細胞培養および処理 ヒト乳癌細胞ライン(MCF-7およびMDA-231)は、Lombardi Cancer Center, Georgetown University Medical Centerから得た。細胞ラインをポリスチレン培養皿(Corning)で培養し、10%ウシ胎児血清(FBS)で補充されたダルベッコ修飾イーグル培地(DMEM)内で成長させた。標準のイチョウ抽出物EGB761(登録商標)の注射可能な型(IPS200)を使用した。この注射可能な型は、インビトロでタンパク質と相互作用することが知られるプロトシアニジンを欠いている(Defeuder,1998 Ullstein Medical)。EGB761(登録商標)およびEGB761(登録商標)から単離されたGKB(BN52021)の注射可能な型はInstitut Henri Beaufour-IPSEN(Paris, France)により提供された。

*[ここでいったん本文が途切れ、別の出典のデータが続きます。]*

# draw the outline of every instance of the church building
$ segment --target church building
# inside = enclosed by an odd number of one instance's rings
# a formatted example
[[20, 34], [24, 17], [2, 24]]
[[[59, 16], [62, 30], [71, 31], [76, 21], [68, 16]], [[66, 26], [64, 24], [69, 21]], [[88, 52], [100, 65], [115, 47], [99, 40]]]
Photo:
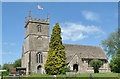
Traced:
[[[45, 74], [44, 64], [49, 50], [49, 17], [46, 20], [31, 17], [25, 20], [25, 37], [22, 46], [22, 67], [26, 74]], [[100, 73], [110, 72], [108, 58], [98, 46], [64, 44], [66, 64], [77, 73], [93, 73], [89, 62], [99, 59], [104, 62]]]

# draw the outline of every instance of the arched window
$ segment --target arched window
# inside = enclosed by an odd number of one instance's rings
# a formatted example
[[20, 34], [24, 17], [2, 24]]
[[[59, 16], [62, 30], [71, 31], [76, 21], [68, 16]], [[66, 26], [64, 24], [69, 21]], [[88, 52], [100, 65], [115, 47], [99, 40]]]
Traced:
[[41, 25], [39, 24], [39, 25], [37, 25], [37, 30], [38, 30], [38, 32], [41, 32]]
[[37, 63], [43, 63], [43, 55], [41, 52], [38, 52], [36, 54], [36, 60], [37, 60]]

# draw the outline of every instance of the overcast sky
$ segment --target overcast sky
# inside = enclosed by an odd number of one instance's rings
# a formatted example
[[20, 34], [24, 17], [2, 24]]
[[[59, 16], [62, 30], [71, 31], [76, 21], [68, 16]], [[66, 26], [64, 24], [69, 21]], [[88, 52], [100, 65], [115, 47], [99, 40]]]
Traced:
[[[44, 9], [39, 10], [37, 4]], [[100, 46], [101, 40], [117, 29], [117, 2], [23, 2], [2, 4], [2, 63], [22, 56], [24, 18], [32, 11], [33, 18], [50, 15], [50, 34], [58, 22], [65, 44]]]

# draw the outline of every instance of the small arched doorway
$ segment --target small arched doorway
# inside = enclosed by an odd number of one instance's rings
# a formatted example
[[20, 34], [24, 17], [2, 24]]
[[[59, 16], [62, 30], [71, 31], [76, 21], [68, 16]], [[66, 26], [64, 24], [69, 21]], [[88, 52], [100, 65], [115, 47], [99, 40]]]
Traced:
[[73, 65], [73, 71], [78, 71], [78, 64]]
[[37, 67], [37, 73], [38, 73], [38, 74], [42, 74], [42, 66], [41, 66], [41, 65], [39, 65], [39, 66]]

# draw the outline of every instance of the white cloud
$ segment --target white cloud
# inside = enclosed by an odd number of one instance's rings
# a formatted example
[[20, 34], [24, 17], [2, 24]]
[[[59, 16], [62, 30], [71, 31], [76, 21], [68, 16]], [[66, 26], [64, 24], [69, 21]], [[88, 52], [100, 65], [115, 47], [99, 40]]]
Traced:
[[62, 38], [63, 40], [79, 41], [88, 38], [90, 35], [101, 35], [104, 32], [94, 25], [82, 25], [78, 23], [62, 23]]
[[85, 19], [90, 21], [99, 21], [99, 14], [92, 12], [92, 11], [82, 11], [82, 15]]
[[13, 52], [0, 52], [0, 54], [2, 54], [2, 55], [5, 55], [5, 54], [7, 54], [7, 55], [12, 55]]
[[7, 45], [7, 46], [15, 46], [16, 43], [8, 43], [8, 42], [3, 42], [2, 45]]

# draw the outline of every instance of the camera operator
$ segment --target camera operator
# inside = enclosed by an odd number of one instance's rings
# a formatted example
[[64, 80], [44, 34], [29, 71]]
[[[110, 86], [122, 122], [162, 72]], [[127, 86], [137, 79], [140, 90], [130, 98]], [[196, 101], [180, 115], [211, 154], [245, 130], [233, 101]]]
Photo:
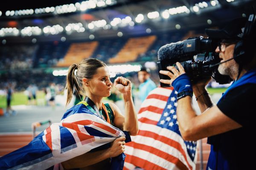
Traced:
[[[206, 30], [209, 38], [221, 41], [215, 50], [221, 62], [218, 71], [234, 80], [216, 105], [206, 87], [210, 78], [192, 85], [178, 62], [178, 70], [168, 66], [171, 71], [160, 71], [171, 78], [160, 79], [160, 82], [171, 85], [178, 92], [177, 114], [183, 137], [186, 140], [208, 137], [211, 152], [207, 170], [255, 168], [253, 156], [250, 156], [253, 155], [255, 150], [250, 138], [255, 133], [253, 122], [255, 99], [253, 99], [256, 96], [256, 24], [253, 18], [252, 22], [240, 18], [222, 29]], [[249, 33], [248, 28], [251, 29]], [[196, 115], [192, 106], [193, 93], [202, 113], [200, 115]]]

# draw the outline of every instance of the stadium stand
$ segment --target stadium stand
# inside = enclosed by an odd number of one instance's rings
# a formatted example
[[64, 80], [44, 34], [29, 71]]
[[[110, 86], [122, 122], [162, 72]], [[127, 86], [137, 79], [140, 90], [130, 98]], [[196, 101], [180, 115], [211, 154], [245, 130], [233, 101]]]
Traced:
[[155, 35], [152, 35], [129, 39], [116, 56], [109, 59], [109, 63], [123, 63], [135, 60], [139, 54], [146, 52], [156, 38]]
[[79, 63], [84, 59], [89, 58], [98, 44], [97, 41], [72, 44], [64, 58], [59, 61], [56, 66], [69, 67], [74, 63]]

放射性リガンド結合性アッセイ 細胞を150mmの培養皿から擦り取って5mlのリン酸バッファー生理食塩水(PBS)中へ粉砕することにより分散させ、そして、15分間500xgで遠心分離した。細胞ペレットをPBS中に再-懸濁化し、そして、タンパク質濃度のためのアッセイを行った。細胞懸濁液からの50μgのタンパク質に対する〔3H〕PK11195結合性試験を先述のとおり実施した(Papadopoulos, V.ら, 1990, J. Biol. Chem. 265: 3772-3779; Hardwick, M.ら, 1999, Cancer Research, 59: 631-632)。これらの内容については、本明細書において参照として援用される。〔N-メチル-3H〕PK11195(1-(2-クロロフェニル)-N-メチル-N-(1-メチル-プロピル)-3-イソキノリンカルボキシアミド; sp. Act. 83.50(Ci/mmol)をDu Pont-New England Nuclear(Wilmington, DE)から入手し、PK11195をResearch Biochemicals Incorporated(Natick, MA)から入手した。スキャッチャードプロットをLIGANDプログラムによって分析した(Munson, PJ, および Robbard, D. 1980, Anal. Biochem., 107: 220-239)(BIOSOFT, Ferguson, MO)。
タンパク質の計測 タンパク質レベルを、ウシ血清アルブミンを標準物質としてBio-Radタンパク質アッセイキット(Bio-Rad Laboratories, Hercules, CA)を用いて、Bradfordメッソド(Bradford, MM, 1976, Anal. Biochem., 72: 248-254)により計測した。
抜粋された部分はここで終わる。